Standard practice to manufacturing flu vaccines continued to involve using an egg-based culture and weakened flu viruses. However, to make production of viruses more nimble and flexible, facilitating quicker responses to the particular demands of a flu season, a recombinant protein-based manufacturing approach was developed. This production process makes people with egg allergies also able to be protected against flu.

Sanofi’s Flublok was the first recombinant vaccine approved by the FDA in 2013. It is made from three influenza haemagglutinin proteins, which are cultured inside insect, rather than chicken, eggs.

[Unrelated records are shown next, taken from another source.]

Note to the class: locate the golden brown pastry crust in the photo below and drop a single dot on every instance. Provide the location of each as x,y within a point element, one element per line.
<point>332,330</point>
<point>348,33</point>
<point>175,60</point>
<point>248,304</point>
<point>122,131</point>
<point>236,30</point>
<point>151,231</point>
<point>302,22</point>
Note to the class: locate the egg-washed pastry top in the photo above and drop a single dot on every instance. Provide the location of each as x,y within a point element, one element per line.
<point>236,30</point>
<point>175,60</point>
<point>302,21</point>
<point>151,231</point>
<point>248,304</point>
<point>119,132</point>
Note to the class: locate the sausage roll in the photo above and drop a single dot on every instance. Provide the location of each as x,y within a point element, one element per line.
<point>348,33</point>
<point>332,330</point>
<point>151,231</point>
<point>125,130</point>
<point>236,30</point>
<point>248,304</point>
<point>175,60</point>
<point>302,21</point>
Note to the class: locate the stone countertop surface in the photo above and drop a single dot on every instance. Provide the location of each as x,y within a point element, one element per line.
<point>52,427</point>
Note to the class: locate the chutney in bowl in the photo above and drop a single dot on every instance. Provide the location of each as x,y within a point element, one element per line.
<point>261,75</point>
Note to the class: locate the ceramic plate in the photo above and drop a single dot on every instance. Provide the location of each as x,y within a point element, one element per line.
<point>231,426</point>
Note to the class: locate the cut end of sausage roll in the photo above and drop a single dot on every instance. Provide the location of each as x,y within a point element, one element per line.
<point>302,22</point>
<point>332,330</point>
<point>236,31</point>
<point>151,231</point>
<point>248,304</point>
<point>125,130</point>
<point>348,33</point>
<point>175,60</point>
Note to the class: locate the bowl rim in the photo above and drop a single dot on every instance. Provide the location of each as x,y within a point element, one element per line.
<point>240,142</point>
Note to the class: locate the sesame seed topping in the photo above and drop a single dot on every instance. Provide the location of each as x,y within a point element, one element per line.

US Department of Health and Human Services Assistant Secretary Nicole Lurie wrote in a statement: “The method used to manufacture Flublok may help meet the increased demand for flu vaccine quickly because it has the potential for faster start-up of the manufacturing process than traditional egg-based vaccine methods.”

2019 – Progress towards a needle-free version

To help overcome patient reluctance, as well as difficulty in deploying needle-based vaccination methods in developing countries, the University of Rochester Medical Centre have created a needle-free vaccine patch that can cause the same immune response as a traditional flu shot in animal models. The results of the study were published in the Journal of Investigative Dermatology.

Dean’s professor of dermatology at the University and co-author of the study Lisa Beck commented: “[Developing] countries don’t have the manpower to vaccinate entire populations. On top of that, there’s an aversion to health care in many of these communities. A needle is painful, it’s invasive, and that makes things more difficult when you are dealing with a cultural bias against preventative medicine.”

The researchers developed synthetic peptides to bind to and inhibit claudin-1, which Beck had found to be responsible for the leakiness of eczema patients’ skin barriers. They then designed a patch containing these peptides and a recombinant flu vaccine.

Unfortunately, currently the patch is primarily effective when administered to boost immunity following an intramuscular injection of flu vaccine, but the team are planning to continue to work on the patch as they perform further animal studies and eventually clinical trials.